Home Technology Find the oldest evidence that ancient people used fire for cooking!

Find the oldest evidence that ancient people used fire for cooking!

What distinguishes man from other animals? This is a pressing issue that some scholars believe boils down to the precise control of one earthly force: fire.

British primatologist Richard W. Wrangham is a staunch proponent of the so-called “cooking hypothesis”. Today, there are no known people who survive without cooking, indicating that this is a powerful and necessary skill.

Wrangham argues that the evolutionary transition from raw to cooked food was a “transformational moment” that fed the bellies of early humans and allowed their brains to grow, eventually leading to the evolution of our species.

A new discovery in Israel seems to make this idea clearer.

An international team of scientists working in the northern sector of the Dead Sea claims to have discovered the first signs of human cooking in prehistoric times.

At an archaeological site called Gesher Benu Yaakov, fish remains show signs of thorough heating 780,000 years ago.

This discovery is not the oldest evidence of the use of fire by ancient people, but it is the oldest evidence in Eurasia. And in Africa, Homo erectus sites dating back at least 1.5 million years contain charcoal and charred bones.

However, these are only indirect signs of burning, and not clear signs of cooking. Evidence for the latter is hard to come by.

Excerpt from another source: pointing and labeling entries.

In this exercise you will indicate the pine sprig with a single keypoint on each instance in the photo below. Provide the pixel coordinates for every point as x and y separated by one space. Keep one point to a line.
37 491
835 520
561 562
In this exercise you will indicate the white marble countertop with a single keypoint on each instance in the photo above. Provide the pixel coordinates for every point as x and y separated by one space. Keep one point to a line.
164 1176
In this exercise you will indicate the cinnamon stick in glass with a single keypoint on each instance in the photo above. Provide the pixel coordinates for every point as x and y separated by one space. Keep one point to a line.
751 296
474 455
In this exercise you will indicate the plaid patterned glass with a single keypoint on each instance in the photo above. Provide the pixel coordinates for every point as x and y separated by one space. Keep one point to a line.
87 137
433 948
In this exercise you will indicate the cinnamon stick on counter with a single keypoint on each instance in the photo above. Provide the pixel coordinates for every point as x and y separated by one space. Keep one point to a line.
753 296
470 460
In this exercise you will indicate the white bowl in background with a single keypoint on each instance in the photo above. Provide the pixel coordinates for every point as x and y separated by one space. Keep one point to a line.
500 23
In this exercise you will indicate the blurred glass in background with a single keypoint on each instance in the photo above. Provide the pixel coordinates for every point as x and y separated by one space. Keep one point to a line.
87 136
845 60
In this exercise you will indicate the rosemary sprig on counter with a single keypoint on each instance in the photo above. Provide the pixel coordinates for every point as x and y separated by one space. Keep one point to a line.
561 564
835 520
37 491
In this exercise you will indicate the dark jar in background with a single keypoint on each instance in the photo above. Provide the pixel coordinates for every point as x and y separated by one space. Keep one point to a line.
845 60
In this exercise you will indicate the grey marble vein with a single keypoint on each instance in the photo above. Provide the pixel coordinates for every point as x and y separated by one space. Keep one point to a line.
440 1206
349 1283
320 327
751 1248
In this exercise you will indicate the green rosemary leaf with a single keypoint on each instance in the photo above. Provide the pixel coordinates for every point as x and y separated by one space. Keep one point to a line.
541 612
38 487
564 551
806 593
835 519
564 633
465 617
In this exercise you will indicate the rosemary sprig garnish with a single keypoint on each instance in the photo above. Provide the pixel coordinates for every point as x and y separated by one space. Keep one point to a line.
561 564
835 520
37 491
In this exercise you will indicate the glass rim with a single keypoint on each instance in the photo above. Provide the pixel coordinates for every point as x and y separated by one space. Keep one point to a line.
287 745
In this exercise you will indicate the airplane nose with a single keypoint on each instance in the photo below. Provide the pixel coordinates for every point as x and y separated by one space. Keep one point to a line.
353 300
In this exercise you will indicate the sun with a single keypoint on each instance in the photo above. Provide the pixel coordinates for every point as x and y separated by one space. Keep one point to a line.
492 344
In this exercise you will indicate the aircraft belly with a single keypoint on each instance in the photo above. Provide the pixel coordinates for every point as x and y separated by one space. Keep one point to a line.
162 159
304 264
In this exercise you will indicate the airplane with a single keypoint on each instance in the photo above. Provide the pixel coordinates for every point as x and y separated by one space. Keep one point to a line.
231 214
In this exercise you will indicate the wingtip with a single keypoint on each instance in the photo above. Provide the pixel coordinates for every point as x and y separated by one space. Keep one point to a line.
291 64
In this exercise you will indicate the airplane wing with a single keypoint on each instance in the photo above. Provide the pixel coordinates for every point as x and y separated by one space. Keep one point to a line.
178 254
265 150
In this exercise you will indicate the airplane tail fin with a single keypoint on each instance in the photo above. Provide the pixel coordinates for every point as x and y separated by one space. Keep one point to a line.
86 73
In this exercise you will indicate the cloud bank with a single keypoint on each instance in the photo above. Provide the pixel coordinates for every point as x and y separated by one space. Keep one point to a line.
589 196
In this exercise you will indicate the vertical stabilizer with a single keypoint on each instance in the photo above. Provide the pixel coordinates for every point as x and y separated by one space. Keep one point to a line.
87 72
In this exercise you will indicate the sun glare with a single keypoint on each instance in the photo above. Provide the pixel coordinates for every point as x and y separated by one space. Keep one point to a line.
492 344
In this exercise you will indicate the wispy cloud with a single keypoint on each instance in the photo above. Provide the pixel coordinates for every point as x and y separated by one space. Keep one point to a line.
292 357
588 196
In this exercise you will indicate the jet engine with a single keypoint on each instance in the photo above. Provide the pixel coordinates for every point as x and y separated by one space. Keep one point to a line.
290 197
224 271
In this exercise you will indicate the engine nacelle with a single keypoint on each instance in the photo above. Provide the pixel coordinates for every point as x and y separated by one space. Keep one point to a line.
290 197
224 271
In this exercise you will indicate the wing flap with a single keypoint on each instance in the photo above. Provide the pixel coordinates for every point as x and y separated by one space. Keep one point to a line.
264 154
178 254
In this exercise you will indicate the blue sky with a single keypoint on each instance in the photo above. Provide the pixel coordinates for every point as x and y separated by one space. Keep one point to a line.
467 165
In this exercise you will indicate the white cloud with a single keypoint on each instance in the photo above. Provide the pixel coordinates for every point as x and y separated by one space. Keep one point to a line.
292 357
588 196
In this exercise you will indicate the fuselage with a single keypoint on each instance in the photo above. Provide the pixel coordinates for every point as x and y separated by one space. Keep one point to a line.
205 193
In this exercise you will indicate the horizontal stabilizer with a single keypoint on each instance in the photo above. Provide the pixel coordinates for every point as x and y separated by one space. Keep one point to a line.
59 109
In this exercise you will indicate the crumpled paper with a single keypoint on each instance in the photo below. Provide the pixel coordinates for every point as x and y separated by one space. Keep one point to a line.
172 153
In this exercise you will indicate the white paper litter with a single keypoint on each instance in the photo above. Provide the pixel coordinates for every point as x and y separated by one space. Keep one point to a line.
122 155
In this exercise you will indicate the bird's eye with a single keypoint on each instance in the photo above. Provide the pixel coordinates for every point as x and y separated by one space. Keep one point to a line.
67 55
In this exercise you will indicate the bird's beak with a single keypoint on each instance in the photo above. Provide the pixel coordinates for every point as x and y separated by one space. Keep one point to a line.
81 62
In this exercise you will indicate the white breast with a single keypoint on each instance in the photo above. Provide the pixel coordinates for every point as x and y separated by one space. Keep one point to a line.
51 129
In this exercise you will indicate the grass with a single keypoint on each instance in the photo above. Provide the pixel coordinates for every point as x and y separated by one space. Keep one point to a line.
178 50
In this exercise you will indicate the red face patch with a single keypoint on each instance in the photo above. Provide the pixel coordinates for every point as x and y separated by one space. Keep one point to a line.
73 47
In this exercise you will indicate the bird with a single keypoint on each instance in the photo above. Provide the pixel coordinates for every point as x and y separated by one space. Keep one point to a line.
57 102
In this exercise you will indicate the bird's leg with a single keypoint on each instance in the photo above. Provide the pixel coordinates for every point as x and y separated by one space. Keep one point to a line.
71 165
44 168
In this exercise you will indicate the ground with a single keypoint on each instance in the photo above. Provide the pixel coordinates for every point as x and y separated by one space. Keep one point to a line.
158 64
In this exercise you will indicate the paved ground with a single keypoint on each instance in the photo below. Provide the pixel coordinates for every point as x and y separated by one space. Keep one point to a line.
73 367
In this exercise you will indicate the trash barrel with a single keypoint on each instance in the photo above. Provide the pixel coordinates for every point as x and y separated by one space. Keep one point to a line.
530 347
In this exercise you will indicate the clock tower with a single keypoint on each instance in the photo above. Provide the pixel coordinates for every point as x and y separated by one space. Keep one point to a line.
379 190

Indeed, traces of cooking do not appear in the archaeological record until Neanderthals and Homo sapiens appeared. Until recently, the oldest evidence of cooking was the hot remains of starchy plants found in an underground oven in Africa. This place is only 170,000 years old.

And this is 600,000 years after the first people cooked fish in a valley near the Dead Sea.

“We don’t know exactly how the fish was cooked, but since there is no evidence of exposure to high temperatures, it is clear that it was not cooked directly in the fire and was not thrown into the fire as waste or waste. material,” says archaeologist Jens Nagurka of the Natural History Museum in London, “burn.”

The team’s latest analysis indicates that the teeth of ancient freshwater fish found at the site, which were caught in a nearby lake, are no longer present and have been exposed to temperatures suitable for cooking.

“Fire control results” are pushed back to the Middle Pleistocene, when groups of Homo erectus gave way to large-brained hominins like Homo heidelbergensis.

Archaeologist Naama Goren-Inbar of the Hebrew University of Jerusalem explains: “The acquisition of the skills necessary for cooking represents an important evolutionary advance, as it provides additional funds for the optimal use of available food resources. It may even be that cooking was not limited to fish, but also included species of various animals and plants.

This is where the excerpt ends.